OUR STUDIES

Study #3

Iterative Development of Educative English Language Arts Curriculum Materials

Co-Principal Investigator: Aída Walqui  |  Co-Investigator: Mary Schmida

As part of the Center’s second line of inquiry, Innovative Approaches to Disciplinary Studies, the ELA study focuses on developing and strengthening Language Arts disciplinary practices for English Learners. As such, this study will design, test, and refine four 8th grade replacement units that focus on central ELA practices, and on the gradual appropriation of these practices by English Learners. Each unit will consist of three lessons, each lasting about five or six class periods. The four units add up to a total of approximately 12 weeks, or 60 class periods, of instruction. The curriculum is specifically directed to 8th grade students, and especially to long-term English Learners.

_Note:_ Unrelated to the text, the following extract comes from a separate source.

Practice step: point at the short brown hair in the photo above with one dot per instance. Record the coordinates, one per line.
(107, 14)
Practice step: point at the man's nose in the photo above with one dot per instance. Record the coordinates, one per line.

Using an iterative process of development, researchers will design four replacement 8th grade ELA units in Year 1 of the study; in Years 2 and 3, researchers will support teachers in the implementation of the units and refine them based on feedback and observations of practice. In Year 4, researchers will conduct a randomized pilot study.  

Iterative Design and Development Process

Researchers will use Design-Based Research to iteratively create, refine, and test the ELA curriculum materials with students and teachers. We will address:

  • the usability of the materials,

  • the feasibility of their use in authentic educational settings, and

  • the fidelity of their implementation at scale.

 

For each pedagogical component of the curriculum, we will engage in cycles of inquiry:

  • enacting each component in practical trials,

  • studying implementation to describe how the component works and identify what may be improved, and

  • refining the component through focused revisions to be validated by additional field testing.

 

The educative curriculum materials developed for the four units will consist of five key components:

  • Disciplinary Practice Bookmark. The disciplinary practice bookmark is a metacognitive/metalinguistic discussion tool that supports English Learners as they engage in a disciplinary practice with peers (Koelsch et al., 2014), gradually building their awareness and autonomy as learners.
     

  • Rich, Engineered Text. Text engineering is a text-modification practice designed to increase text accessibility for English Learners (Bunch et al., 2014; Walqui & van Lier, 2010). Coupled with teachers’ guidance, engineered texts direct students to focus on central ideas and to distinguish them from ideas that are more peripheral or secondary.
     

  • Writing Extension Activities. Writing extension activities are tasks that integrate students’ reading, writing, and interaction in integrated, coherent ways across lessons and units.
     

  • Educative Materials. A teacher manual for each module will provide guidance to enable teachers to implement the units independently. Drawing on research on teacher learning, the teacher manual serves as representation of practice to guide teachers’ classroom work (Ball et al., 2014) and also deepens educators’ understanding and expertise of quality teaching for English Learners. The educative component will discuss purposes and appropriateness of practices to build teachers’ sense of how to act during specific student learning circumstances.
     

  • Professional Development. Prior to implementing the curriculum with students, we will engage teachers in professional development to strengthen their understanding of the materials. This professional development will also deepen teachers’ understanding of the purpose and use of the educative materials for each unit and transferability beyond.  

 

Pilot Study

The Pilot Study in Year 4 will be an efficacy study in which a total of 30 LAUSD middle schools participate. In all, 13,500 8th grade students will participate. Approximately 4,500 of these students are expected to be English Learners. To carry out this study, schools will first be matched in pairs based upon covariates including EL concentration, prior student academic achievement, and student demographics. One school from each block will be assigned to the intervention condition. Each school will have three 8th grade teachers participate, for a total of 90 teachers in the study. Teachers at schools assigned to the intervention condition (n = 45) will participate in the professional development workshop introducing the intervention and will receive a copy of the educative materials. Intervention group teachers will use these resources to implement the four intervention units in their classrooms. Teachers assigned to the comparison condition will not receive any extra professional development or resources and will carry out ELA instruction as usual. The outcome measure for the pilot study is English Learners’ scores on the summative 8th grade Smarter Balanced ELA (SBELA).